Beberapa waktu lalu, petani sayur di daerang Pakis, Tumpang, Malang, Jawa Timur beramai-ramai membagikan sayur di pasar kepada pedagang. Alih-alih bantuan kemanusiaan, mereka mengeluh karena sayur mereka dihargai murah bahkan tidak laku. Hal itu disebabkan efek dari pemberlakuan Pembatasan Sosial Berskala Besar (PSBB) selama masa pandemi Covid-19. Karena PSBB, para mengalami kesulitan untuk mendistribusikan sayur hasil tanam.

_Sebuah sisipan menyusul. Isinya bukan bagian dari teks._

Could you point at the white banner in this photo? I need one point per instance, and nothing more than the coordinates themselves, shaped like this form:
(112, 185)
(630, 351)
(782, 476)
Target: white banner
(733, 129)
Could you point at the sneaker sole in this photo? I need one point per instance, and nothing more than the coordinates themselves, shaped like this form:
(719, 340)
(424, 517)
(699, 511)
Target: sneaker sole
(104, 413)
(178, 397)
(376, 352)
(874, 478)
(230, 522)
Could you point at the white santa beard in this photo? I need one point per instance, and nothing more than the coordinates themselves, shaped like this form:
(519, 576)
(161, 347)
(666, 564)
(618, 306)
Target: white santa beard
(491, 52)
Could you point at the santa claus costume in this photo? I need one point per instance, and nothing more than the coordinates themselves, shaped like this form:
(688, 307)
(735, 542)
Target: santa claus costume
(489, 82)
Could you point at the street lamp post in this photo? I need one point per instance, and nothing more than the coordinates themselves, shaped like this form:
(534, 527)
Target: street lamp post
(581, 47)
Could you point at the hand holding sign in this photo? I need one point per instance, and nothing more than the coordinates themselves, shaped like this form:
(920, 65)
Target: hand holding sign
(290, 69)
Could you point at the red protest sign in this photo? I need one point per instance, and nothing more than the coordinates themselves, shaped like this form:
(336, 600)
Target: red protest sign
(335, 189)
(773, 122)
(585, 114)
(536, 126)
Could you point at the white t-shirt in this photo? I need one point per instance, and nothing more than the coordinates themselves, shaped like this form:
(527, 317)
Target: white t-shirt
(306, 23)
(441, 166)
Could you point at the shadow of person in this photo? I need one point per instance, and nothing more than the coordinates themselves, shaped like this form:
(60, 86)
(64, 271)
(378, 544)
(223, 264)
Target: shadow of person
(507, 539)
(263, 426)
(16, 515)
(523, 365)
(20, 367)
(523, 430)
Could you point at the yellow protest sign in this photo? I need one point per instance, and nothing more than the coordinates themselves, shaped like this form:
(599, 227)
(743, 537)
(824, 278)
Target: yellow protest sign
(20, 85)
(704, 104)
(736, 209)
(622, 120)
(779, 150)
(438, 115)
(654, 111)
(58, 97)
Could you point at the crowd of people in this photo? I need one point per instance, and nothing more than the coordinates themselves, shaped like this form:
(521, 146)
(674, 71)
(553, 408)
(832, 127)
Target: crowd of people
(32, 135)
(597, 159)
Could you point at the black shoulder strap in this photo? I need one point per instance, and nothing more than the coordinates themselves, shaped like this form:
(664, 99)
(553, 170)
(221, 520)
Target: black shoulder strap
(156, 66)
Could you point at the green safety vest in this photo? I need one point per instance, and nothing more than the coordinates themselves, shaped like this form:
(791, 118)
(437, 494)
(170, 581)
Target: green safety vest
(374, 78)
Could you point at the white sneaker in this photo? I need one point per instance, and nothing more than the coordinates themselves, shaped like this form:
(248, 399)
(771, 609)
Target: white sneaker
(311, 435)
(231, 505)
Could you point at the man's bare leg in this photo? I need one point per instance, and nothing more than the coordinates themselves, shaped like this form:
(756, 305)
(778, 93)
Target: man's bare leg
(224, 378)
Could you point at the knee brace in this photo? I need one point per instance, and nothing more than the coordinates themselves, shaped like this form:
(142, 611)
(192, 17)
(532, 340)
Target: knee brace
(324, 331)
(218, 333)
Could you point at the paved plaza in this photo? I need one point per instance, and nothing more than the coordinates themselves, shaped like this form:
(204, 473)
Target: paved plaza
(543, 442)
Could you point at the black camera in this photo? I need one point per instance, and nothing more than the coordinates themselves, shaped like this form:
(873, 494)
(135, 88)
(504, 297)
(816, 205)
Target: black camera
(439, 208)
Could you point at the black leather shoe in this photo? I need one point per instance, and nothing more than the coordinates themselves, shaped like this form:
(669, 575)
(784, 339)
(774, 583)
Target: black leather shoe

Petani, seperti petani palawija (padi, jagung, kacang, kedelai, dll), petani sayur, petani buah, petani tebu, seringkali terantuk masalah-masalah klise. Saat musim tanam tiba, pupuk sulit didapatkan. Ketika panen tiba, harga hasil pertanian turun. Ini masalah klise yang terus berulang. Nasib petani selalu terabaikan, meskipun menjadi tulang punggung penyediaan pangan untuk pemenuhan kebutuhan dasar rakyat suatu bangsa. Bahkan, di mata Islam pun, bercocok tanam merupakan kegiatan mulia.
Pertanian dan Islam
Islam telah menganjurkan umatnya untuk bercocok tanam, untuk memanfaatkan lahan secara produktif. Surat Yasin mengisyaratkan bahwa tanda kekuasaan Allah SWT adalah bumi yang mati. Kemudian, dkeluarkanlah biji-bijian agar manusia dapat makan. Allah SWT menjadikan kebun-kebun kurma dan anggur, juga mata air untuk menghidupkannya.
Rasul SAW dalam sebuah hadits juga memerintahkan agar umatnya bercocok tanam karena menjadi penting bagi keberlangsungan hidup umat manusia. Pertanian tidak hanya bersubstansi duniawi, tapi juga ukhrawi, karena kemanfaatannya bernilai jariyah. Pangan yang dihasilkan menjadi energi bagi manusia, yang dimakan burung, ataupun dicuri menjadi sedekah. Subhanallah.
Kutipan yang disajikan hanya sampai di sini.